姫路で瓦の文化を守る四代目表瓦社長のブログ

姫路生まれ育ったの瓦屋根工事店の四代目社長が住宅屋根のお悩みを解決します。

屋根の上での作業経験がない人が考える安全は逆に危険な事もあります。

こんばんは。
姫路の瓦工事店、表瓦の表(おもて)です。
近畿地方も梅雨明け宣言が出ました。土曜日までの大雨から一転、快晴でめちゃくちゃ暑くなっていて、被害が出た地域ではこれからの復旧作業に影響が出そうな猛暑になっています。我々屋根工事業も先日の大雨で雨漏りの修理依頼が多くて、人手不足に拍車がかかっています。お客さんの為にも会社の為にも早く工事を完了したいのはやまやまですが、工事する職人がいない事にはどうにもなりません。

 

安全第一で工事するのは当たり前の事です。

 

どの業界でもそうですが、忙しくなってくるとどうしても効率が優先されがちになってきます。しかし、特に建築業ではほんの少し安全を疎かにしたばっかりに命に関わる事故、しかも当事者である職人さんだけでなく、周囲を巻き込んだ事故にまで発展してしまう事があるので、忙しい時ほど安全には気を配らないといけません。
しかし、現場で仕事をしている職人さん達は「仕事をしてナンボ」という人が多いのも事実です。最近は安全面に関してのルールがかなり浸透してきて昔よりは職人さんも気を遣うようになってきていますが、それでも会社側がしっかりと安全管理をしていかないといけません。

 

屋根の上は建築業の中でも特殊な場所です。

 

建築業界の安全に関しては労働安全衛生法などでかなり詳細に決められています。足場を組む時のルールや高所作業をする場合のルールなどです。でもこのルールを住宅の現場に厳密に当てはめられると困るのが屋根の上なんです。
よく屋根に上がる時に「命綱ないけど大丈夫?」って聞かれます。命綱って高い所で作業する時により高い場所に設置してそこからロープを括り付けるものなんです。
でも1軒家で仕事をする場合、屋根よりも高い場所はありません。特に雨漏り修理など1日とか半日で工事が完了してしまう場合には外部足場もないので、命綱を掛ける場所がそもそもないんですよね。
そして、屋根材の葺き替えなど大きな工事になって外部足場がある場合でも命綱が掛けられない事の方が多いんです。

 

安全の為の装置が危険を誘発する事があります。

 

外部足場がある場合、命綱(業界用語では安全帯と言います)を掛けるためのロープを屋根に設置しないといけないと労働安全衛生法にはあります。
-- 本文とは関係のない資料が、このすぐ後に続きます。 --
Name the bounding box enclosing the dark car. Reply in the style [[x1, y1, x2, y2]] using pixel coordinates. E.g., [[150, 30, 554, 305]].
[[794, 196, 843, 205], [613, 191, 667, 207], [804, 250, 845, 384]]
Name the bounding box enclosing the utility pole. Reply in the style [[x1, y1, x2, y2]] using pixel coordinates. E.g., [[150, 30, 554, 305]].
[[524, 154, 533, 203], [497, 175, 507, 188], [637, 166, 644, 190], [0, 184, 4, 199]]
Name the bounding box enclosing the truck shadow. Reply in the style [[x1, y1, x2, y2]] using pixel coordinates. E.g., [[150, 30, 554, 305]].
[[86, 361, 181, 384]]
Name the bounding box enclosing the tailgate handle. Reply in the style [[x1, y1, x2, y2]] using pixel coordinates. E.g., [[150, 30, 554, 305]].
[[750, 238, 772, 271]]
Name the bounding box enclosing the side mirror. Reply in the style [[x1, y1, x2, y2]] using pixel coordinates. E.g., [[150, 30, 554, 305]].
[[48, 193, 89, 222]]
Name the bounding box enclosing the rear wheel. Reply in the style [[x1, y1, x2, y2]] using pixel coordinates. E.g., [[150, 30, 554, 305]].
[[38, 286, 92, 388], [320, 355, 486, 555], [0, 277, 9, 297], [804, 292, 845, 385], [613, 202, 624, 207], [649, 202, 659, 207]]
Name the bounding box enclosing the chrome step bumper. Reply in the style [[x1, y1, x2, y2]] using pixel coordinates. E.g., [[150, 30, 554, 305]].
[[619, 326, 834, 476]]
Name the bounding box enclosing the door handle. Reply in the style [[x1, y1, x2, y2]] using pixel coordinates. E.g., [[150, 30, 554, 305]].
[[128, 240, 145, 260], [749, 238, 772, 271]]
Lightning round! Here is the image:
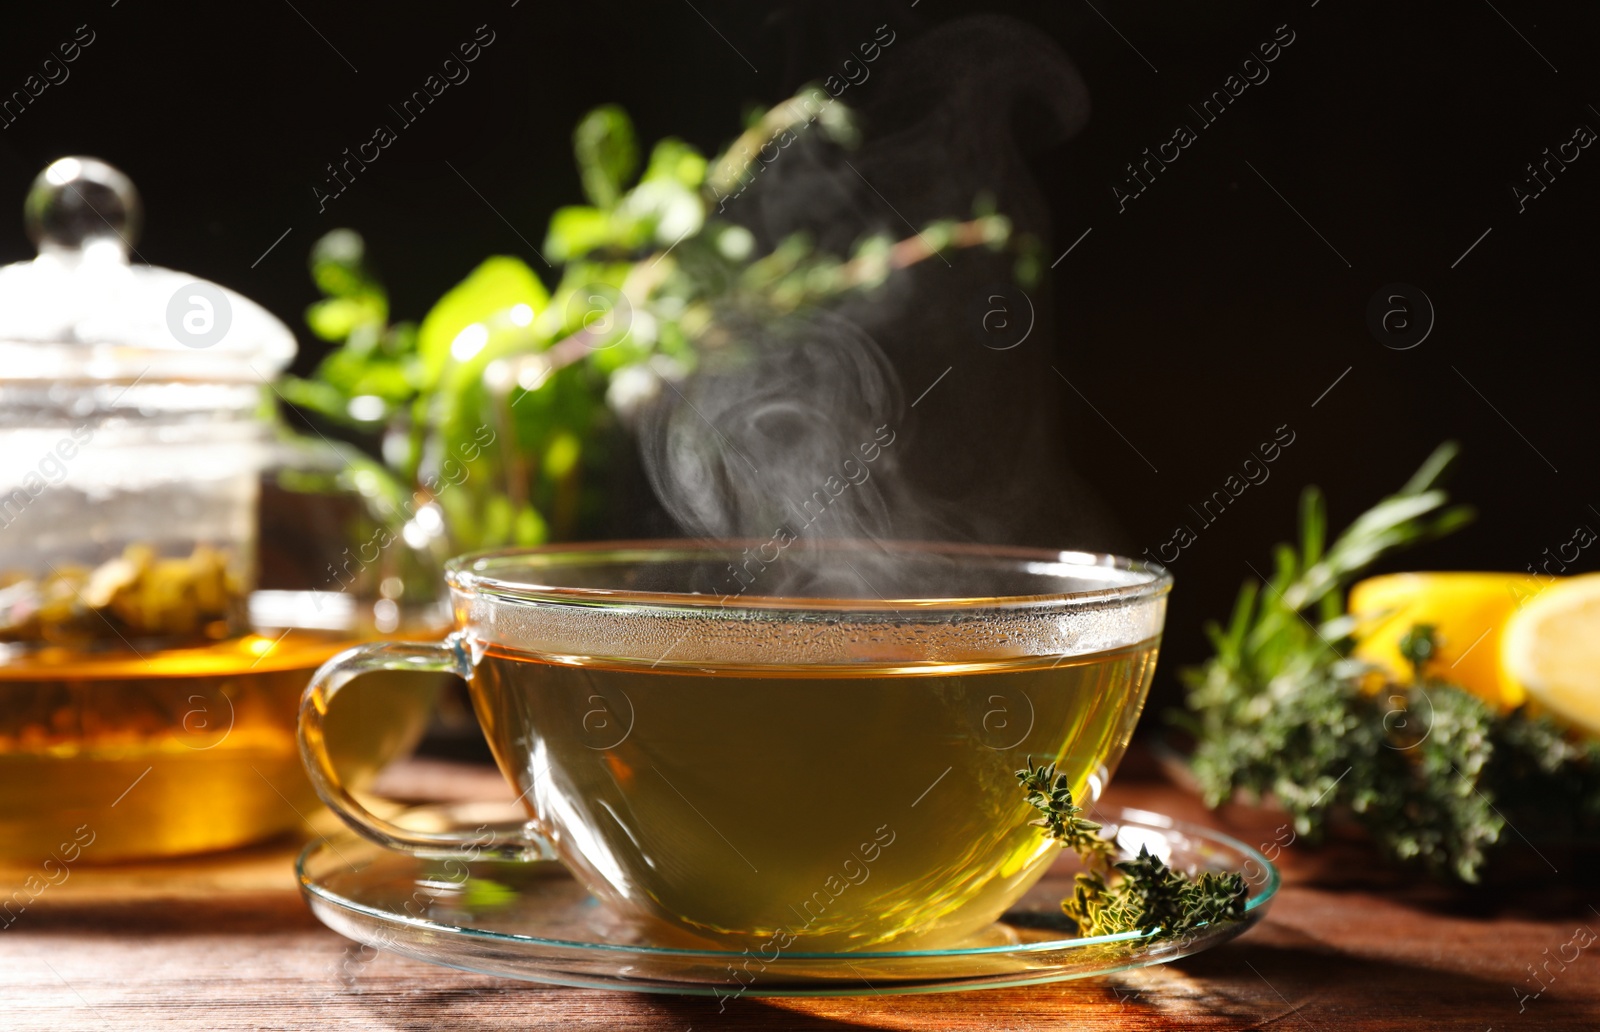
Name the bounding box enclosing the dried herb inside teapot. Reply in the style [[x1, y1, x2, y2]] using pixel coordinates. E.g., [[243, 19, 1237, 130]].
[[0, 544, 244, 647]]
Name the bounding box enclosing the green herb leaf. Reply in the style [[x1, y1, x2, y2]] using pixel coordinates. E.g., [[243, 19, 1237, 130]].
[[574, 104, 640, 209], [416, 256, 550, 390], [544, 206, 618, 263], [642, 137, 708, 190], [305, 296, 386, 344], [309, 228, 381, 300]]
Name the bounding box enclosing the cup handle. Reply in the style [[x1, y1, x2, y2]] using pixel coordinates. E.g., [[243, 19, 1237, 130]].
[[298, 634, 547, 862]]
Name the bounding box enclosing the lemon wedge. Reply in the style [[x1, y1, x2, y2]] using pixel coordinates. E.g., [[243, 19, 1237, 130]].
[[1348, 572, 1545, 710], [1501, 572, 1600, 737]]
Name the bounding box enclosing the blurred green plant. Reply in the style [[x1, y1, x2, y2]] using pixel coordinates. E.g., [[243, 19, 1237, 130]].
[[279, 90, 1029, 551]]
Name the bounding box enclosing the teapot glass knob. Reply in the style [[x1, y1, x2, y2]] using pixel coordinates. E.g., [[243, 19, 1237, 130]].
[[24, 156, 141, 259]]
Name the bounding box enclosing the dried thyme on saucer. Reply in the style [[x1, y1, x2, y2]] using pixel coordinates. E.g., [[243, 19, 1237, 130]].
[[1017, 760, 1246, 939]]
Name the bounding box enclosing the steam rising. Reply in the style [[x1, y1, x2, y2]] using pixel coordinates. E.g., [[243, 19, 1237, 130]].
[[641, 14, 1107, 597], [641, 311, 908, 595]]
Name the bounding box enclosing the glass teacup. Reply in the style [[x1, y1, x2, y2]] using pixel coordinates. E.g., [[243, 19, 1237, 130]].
[[299, 541, 1169, 951]]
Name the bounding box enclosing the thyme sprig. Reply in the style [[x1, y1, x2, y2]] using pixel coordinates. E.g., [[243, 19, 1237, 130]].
[[1018, 760, 1114, 865], [1017, 761, 1247, 938]]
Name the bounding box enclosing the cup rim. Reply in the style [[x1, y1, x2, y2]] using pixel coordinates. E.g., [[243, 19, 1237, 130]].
[[444, 539, 1171, 613]]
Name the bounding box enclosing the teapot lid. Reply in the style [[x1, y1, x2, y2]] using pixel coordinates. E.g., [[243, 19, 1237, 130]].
[[0, 156, 296, 383]]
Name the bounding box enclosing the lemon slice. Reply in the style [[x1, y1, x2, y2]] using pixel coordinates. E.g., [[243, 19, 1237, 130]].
[[1502, 573, 1600, 737], [1348, 572, 1544, 710]]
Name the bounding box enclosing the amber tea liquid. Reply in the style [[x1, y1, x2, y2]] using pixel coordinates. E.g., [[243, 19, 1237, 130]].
[[471, 637, 1159, 950], [0, 632, 436, 861]]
しかし、このロープが曲者なんです。建物の両側の外部足場同士をロープで結ぶんですが、どれだけ力をかけて引っ張っても屋根の真ん中ではたわんでしまいます。そして法律上はロープは腰の高さ以上はないといけないんです。ロープの両端は腰の高さ以上を確保しているんですが、たわんでいる場所では腰から膝の高さになるんです。
我々は屋根の上では両手に瓦を持って移動する事もあるのでその高さにロープがある事が一番危険なんですよね。そして少し薄暗くなってくるとロープが見えにくくなって躓いたりもします。実際に私は躓いてコケそうになった事があります。
瓦の業界紙ではいろいろな情報を得る事が出来るんですが、先日届いた業界紙に安全用具が必須になるという記事を見つけて、こういう法律を決める人は一度屋根の上での作業の何が危険なのかを体験してみる必要があるんじゃないかなぁって思いました。